1. Nous exigeons que nos gouvernements négocient et ratifient un traité interdisant les essais nucléaires. Le principe n ° 26 de la Déclaration de Stockholm de 1972, qui fait appel à l’élimination des armes de destruction massive, doit être réaffirmé et élargi pour inclure toutes les armes.

2. Nous allons travailler contre les inégalités dans les relations de pouvoir qui se posent dans la couleur de la peau, la classe sociale, la culture ou le sexe des personnes. Nous cherchons à promouvoir une participation équilibrée dans tous les décideurs à tous les niveaux. Travailler pour mettre fin à l’exploitation des femmes, des enfants et autres groupes marginalisés par les systèmes militaires dominants.

3. Nous appuierons les personnes passibles de la répression militaire et de la police parce qu’ils sont opposés à la guerre ou à des projets avec des conséquences négatives pour l’environnement et le développement.

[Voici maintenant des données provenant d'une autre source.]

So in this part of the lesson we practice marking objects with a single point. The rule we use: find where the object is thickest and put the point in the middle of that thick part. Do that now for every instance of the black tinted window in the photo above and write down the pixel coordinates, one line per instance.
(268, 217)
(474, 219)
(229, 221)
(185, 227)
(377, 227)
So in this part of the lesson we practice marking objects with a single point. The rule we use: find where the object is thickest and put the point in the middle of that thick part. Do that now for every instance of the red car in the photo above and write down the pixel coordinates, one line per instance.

4. Nous tenons les gouvernements et le complexe militaro-industriel-universitaire des dommages directement ou indirectement, qui soit causé à l’environnement. Nous insistons pour que l’on consigne ou  inspecte mutuellement toutes les armes de destruction massive et qu’elles soient démantelées et non remplacées. Nous organiserons le boycott des entreprises qui fabriquent des produits qui endommagent l’environnement à des fins militaires.

5. Des campagnes seront menées pour la réduction simultanée des dépenses militaires dans tous les pays jusqu’à leur élimination complète et immédiate, afin que ces ressources humaines, financières et techniques répondent plutôt aux besoins sociaux et environnementaux, y compris le nettoyage la pollution causée par l’action militaire.

6. Nous allons promouvoir des solutions pacifiques à l’intérieur et entre les nations ou groupes ethniques et religieux qui sont en conflit.

7. Nous allons renforcer les relations entre les ONG du monde entier afin de solidifier les échanges d’information objective et impartiale et de bâtir la solidarité pour la compréhension des impacts environnementaux causés par le militarisme et de mieux comprendre les interconnexions entre le développement, l’environnement, la dette, la domination et le militarisme.

8. Nous déclarons que nos territoires et localités devraient être libres d’armes nucléaires, chimiques et biologiques, libres des systèmes d’armes et de l’énergie nucléaire et nous travaillerons pour l’élimination de leur développement, de leur production, de leur transport et leur stockage.

9. Nous allons rejoindre les peuples autochtones en nous opposant à l’utilisation de leurs terres ou de leurs territoires et de l’espace aérien à des fins militaires, y compris l’exploitation des mines d’uranium, de l’expérimentation des armements, de leurs dépôts, de leur stockage et de l’incinération des déchets dangereux et radioactifs..

10. Nous ferons campagne pour dénoncer le conditionnement de la société, en particulier les enfants, à travers les médias et les jeux et les jouets de guerre. Nous ferons la promotion de l’éducation pour la paix.

11. Compte tenu de la toxicité chimique et de la radioactivité de l’uranium (U238) rejeté, nous travaillerons pour l’interdiction immédiate de son utilisation et contre l’utilisation de matériaux similaires dans la production des équipements militaires et civils.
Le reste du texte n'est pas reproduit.